そう言い残しルインは荷車を引いて帰って行った。

「さてと、向こうの動きはどうでしたか?タクマさん。」

「・・・もうお前が怖いよ。」

リーシャはボルド―商会が偵察をしに来ることを予測していた。

もはや恐怖レベルだ。

タクマは昼間の事を報告する。

「逃げるときの手腕もかなり手練れていた。潜入したのは今回が初めてじゃなさそうなくらいにな。」

リーシャはしばらく腕を組んで考え込む。

「・・・これで確信を得ました。後は証拠さえ掴めれば・・・。

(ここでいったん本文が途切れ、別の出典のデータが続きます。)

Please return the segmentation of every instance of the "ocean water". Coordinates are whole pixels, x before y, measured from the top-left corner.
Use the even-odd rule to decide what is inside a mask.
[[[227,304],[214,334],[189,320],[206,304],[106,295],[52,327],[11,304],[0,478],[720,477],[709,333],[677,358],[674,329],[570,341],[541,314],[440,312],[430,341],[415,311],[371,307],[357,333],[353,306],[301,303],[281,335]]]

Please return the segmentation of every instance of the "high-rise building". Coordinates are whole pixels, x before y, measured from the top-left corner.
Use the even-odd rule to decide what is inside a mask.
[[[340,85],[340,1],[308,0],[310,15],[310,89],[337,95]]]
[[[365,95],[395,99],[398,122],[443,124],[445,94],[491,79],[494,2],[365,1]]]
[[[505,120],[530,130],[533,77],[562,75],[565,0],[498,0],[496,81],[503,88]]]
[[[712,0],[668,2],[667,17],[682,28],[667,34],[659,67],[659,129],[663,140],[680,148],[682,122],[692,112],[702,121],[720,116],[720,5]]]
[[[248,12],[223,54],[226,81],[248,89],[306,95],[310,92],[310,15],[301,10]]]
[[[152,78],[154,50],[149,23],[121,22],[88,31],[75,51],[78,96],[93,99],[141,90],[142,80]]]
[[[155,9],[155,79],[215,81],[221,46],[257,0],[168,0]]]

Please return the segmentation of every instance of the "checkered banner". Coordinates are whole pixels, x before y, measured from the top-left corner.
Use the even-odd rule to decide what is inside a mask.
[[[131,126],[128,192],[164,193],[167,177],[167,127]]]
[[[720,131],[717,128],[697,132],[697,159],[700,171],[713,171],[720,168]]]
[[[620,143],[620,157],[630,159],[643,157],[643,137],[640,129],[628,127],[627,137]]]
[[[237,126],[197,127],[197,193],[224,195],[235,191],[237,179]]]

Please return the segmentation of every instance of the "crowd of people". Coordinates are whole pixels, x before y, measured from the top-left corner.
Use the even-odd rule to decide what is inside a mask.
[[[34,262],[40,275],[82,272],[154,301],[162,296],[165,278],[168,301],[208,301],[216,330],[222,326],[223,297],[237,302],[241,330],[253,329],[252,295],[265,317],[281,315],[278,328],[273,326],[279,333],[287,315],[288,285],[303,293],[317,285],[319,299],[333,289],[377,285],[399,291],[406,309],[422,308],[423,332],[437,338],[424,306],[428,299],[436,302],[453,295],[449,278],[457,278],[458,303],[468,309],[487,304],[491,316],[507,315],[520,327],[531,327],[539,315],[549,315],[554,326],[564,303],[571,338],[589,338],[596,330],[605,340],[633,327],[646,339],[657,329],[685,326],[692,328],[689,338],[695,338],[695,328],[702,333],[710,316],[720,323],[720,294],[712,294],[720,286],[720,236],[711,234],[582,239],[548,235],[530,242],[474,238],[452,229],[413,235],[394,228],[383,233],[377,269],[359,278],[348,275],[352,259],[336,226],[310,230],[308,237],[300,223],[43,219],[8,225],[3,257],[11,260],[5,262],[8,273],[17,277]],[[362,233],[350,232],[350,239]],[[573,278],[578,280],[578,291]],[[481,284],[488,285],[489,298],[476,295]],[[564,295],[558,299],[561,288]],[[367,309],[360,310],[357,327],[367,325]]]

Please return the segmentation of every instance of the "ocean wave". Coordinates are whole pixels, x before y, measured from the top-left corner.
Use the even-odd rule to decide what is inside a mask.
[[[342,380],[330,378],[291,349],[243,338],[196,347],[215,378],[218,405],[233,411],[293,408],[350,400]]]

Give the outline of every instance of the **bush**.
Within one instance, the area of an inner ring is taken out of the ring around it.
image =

」

その時だった。

少し離れた場所から爆発音が聞こえたのだ。

「な、何だ⁉」

「ねぇちょっと、あの位置ってもしかして・・・‼」

「ルインさんのお店がある場所です‼」

タクマ達は急いで走り出した。


 爆発したルインの店があった場所には野次馬が大勢いた。

「ルインさん‼」

「リーシャちゃん⁉」

野次馬の後ろにルインが立っていた。

「良かった!無事だったんですね!」

「あぁ、店に入ろうとした瞬間に突然こんなことに・・・。」

ルインも何が起きたのか理解できないでいた。

幸い怪我人はいなかったがルインの店にあった上質な商品が灰となってしまった。

「こんなことする奴らなんて・・・!」

「あぁ、間違いないな。」

タクマとリヴの表情は怒りに満ちていた。

それはリーシャも同じ。

「ボルドー商会・・・‼」


 時は少しさかのぼり、倉庫に潜入したスーツ男は港から離れ辺境館にいるボルドーに事の顛末を報告した。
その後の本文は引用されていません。